- There appears to be a mixed impact on Africa’s tech ecosystem due to the collapse.
- If ripple effects are not yet fully apparent, observers believe that the long-term implications could be more significant.
- Calls to protect African businesses through reduced reliance on foreign capital have since emerged.
The collapse of Silicon Valley Bank (SVB) last week has sent shockwaves through the tech industry as the largest lender to venture capital funds suddenly seized up.
Ever since its establishment in the early 1980s, SVB – the 16th largest bank in America – has played a fundamental role in the development of the influential Silicon Valley ecosystem by providing crucial financial support to start-ups and investors alike.
What really led to the SVB’s downfall?
During the Covid-19 pandemic, SVB found itself inundated with deposits, which it invested in US bonds and mortgage-backed securities with a fixed return. However, the recent rise in interest rates led to a decline in the value of its assets.
As economic conditions worsened, Silicon Valley firms began to withdraw their deposits from the bank, leading SVB to sell off its bonds at a significant loss and dilute its stock. That ultimately led to a run on the bank as clients withdrew their funds in fear of the bank’s stability. The Federal Deposit Insurance Corporation (FDIC) was forced to step in and seize SVB’s assets, leaving many in the tech industry reeling from the sudden collapse.
What effects does the collapse have on Africa’s start-up ecosystem?
There appears to be a mixed impact on Africa’s tech ecosystem due to the collapse. As Nigerian tech journalist Frank Eleanya noted in a recent article for BusinessDay, “Nigerian start-up founders say the impact on the local ecosystem will be minimal,” mainly due to the fact that only a small number banked with SVB.
However, there are some firms that have had dealings with the stricken bank. Chipper Cash, one of Africa’s start-up unicorns (start-ups valued at more than $1bn), is one that might be directly impacted, having received a $100m SVB-led investment in May 2021. No official statement has been released by Chipper Cash regarding how much of that funding is banked in SVB.
Other businesses appear immune. Future Africa, one of the largest Africa-focused venture capital funds, recently assured that its funds have minimal exposure to Silicon Valley Bank. The fund noted, nonetheless, that its team is “working very quickly to build new account relationships with established global banking institutions as soon as funds are available”.
In an interview with BBC Focus on Africa, Tanzanian start-up founder Benjamin Fernandes, founder of cross-border payments firm NALA, said that he managed to withdraw the firm’s money prior to the collapse after hearing of the bank’s struggles.

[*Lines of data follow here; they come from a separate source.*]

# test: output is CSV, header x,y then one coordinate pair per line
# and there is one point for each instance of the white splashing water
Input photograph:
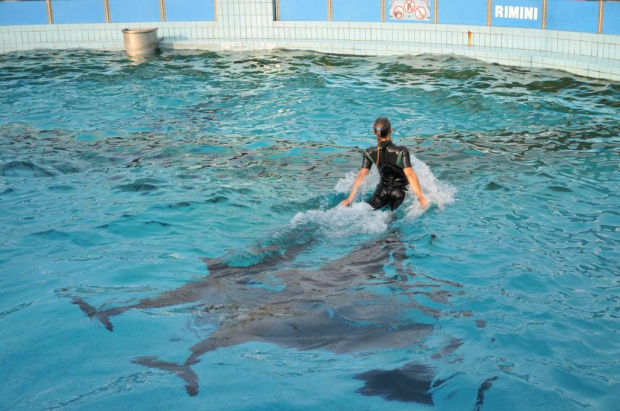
x,y
360,218
435,191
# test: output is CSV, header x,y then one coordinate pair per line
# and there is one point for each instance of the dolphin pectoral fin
x,y
92,312
182,371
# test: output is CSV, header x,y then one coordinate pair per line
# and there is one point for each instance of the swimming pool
x,y
122,181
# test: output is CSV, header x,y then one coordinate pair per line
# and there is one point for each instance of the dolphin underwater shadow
x,y
357,303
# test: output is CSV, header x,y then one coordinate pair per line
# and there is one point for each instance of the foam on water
x,y
242,159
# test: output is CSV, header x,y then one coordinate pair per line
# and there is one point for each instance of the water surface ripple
x,y
118,178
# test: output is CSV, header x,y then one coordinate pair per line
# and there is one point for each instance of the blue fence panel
x,y
573,15
471,12
78,11
190,10
517,13
611,21
409,11
129,11
356,10
23,12
303,10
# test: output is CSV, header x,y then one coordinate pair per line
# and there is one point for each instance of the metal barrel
x,y
140,42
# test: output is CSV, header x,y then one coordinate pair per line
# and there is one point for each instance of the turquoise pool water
x,y
121,182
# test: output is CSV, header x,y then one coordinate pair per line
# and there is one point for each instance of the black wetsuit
x,y
392,160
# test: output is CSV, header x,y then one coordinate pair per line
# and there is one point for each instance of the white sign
x,y
516,12
410,10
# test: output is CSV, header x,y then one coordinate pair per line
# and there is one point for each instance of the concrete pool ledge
x,y
583,54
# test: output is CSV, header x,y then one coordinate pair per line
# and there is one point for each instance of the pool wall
x,y
267,24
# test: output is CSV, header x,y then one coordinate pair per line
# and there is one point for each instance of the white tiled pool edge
x,y
248,25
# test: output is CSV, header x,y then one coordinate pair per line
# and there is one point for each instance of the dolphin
x,y
360,302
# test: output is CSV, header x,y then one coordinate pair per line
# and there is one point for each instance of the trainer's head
x,y
382,127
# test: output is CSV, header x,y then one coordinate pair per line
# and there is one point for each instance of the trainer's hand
x,y
423,201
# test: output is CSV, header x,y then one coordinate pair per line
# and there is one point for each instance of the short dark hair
x,y
382,127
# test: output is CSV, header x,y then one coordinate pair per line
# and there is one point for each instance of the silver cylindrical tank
x,y
141,42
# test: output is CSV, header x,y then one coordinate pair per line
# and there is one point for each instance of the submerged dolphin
x,y
348,305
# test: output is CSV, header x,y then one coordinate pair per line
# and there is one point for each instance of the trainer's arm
x,y
356,185
414,183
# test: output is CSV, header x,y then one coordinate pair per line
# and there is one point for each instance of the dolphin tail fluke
x,y
92,312
182,371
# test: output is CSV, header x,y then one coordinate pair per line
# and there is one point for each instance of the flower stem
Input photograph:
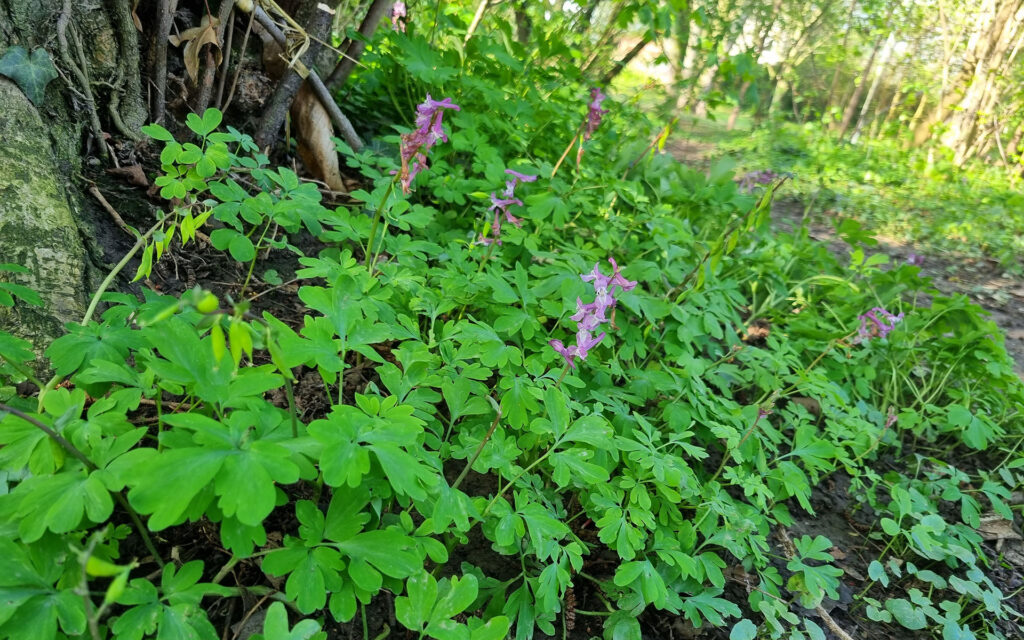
x,y
566,152
141,242
479,450
377,219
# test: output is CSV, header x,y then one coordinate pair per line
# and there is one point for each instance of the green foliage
x,y
649,475
31,72
913,196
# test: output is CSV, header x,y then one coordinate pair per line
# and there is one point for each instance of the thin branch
x,y
278,105
56,437
111,210
344,126
378,9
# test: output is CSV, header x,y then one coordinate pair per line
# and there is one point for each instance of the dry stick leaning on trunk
x,y
378,9
338,118
278,105
206,83
225,64
165,16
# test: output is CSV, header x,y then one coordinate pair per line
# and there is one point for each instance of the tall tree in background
x,y
992,48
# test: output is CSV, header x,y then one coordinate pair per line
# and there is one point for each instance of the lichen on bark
x,y
38,228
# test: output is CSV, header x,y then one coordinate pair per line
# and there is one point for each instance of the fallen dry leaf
x,y
196,38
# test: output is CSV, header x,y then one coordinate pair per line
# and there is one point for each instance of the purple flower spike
x,y
600,280
594,112
586,342
416,144
616,278
567,352
398,16
519,176
877,323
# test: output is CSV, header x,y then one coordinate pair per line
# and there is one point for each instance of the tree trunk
x,y
912,124
851,105
979,76
887,51
683,29
895,102
846,40
43,213
743,88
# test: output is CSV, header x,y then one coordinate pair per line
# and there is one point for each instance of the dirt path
x,y
983,281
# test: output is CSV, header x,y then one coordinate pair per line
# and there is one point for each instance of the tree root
x,y
81,73
345,128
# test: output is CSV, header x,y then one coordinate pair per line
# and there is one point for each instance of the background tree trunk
x,y
851,105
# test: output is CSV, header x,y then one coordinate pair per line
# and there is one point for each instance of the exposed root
x,y
81,73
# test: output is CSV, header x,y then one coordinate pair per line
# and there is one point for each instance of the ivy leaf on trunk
x,y
31,73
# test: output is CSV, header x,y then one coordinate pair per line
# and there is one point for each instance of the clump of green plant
x,y
915,196
479,480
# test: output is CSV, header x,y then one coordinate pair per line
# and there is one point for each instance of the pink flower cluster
x,y
398,16
500,207
594,112
877,324
416,143
590,316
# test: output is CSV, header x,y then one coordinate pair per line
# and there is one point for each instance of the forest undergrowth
x,y
534,378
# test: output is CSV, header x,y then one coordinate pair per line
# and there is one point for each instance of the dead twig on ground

Nevertheless, he bemoaned that some industry contacts in the US had not managed to move their funds in time.
However, he believed that the impact on Africa’s tech sector may be limited given the small number who bank with SVB. Indeed, the difficulty that African start-ups face in opening US bank accounts may have protected the continent from the worst of the fallout, he said.
But if ripple effects are not yet fully apparent, observers believe that the long-term implications could be more significant. Venture capital funds, in particular, may be less willing to take risks in the wake of SVB’s collapse, potentially slowing down start-up funding across the continent after a record-breaking year of $4.8bn raised by the end of 2022.
In a blogpost, Ngozie Dozie the founder of digital finance platform Carbon cautioned of a possible slowdown in investments on the continent, more pulled term-sheets and delays in getting that critical follow-on funding.
A key opportunity to boost local funding for start-ups.
In the wake of the bank’s collapse, founders in Africa have been forced to review their banking options to cushion their start-ups from such eventualities.
As with every financial external shock, calls to protect African businesses through reduced reliance on foreign capital have since emerged.
Expert Investment analyst view SVB’s collapse as an opportunity to strengthen Africa’s start-up ecosystem and encourage greater investment from local sources.
“When we rely on foreign investors, then we expose ourselves to imported problems,” said Dozie, highlighting the need for more local investment in Africa’s burgeoning start-up scene.
Max Cuvellier, founder of the start-up deals database Africa The Big Deal, has reported that 1,400 investors were involved in at least one start-up deal in Africa in 2021-2022. Among them, 36% were from North America, 27% from Africa and 21% from Europe.
As the tech industry grapples with the aftermath of SVB’s collapse, it is clear that the lessons learned from this event will have far-reachingconsequences for start-ups and investors across the continent.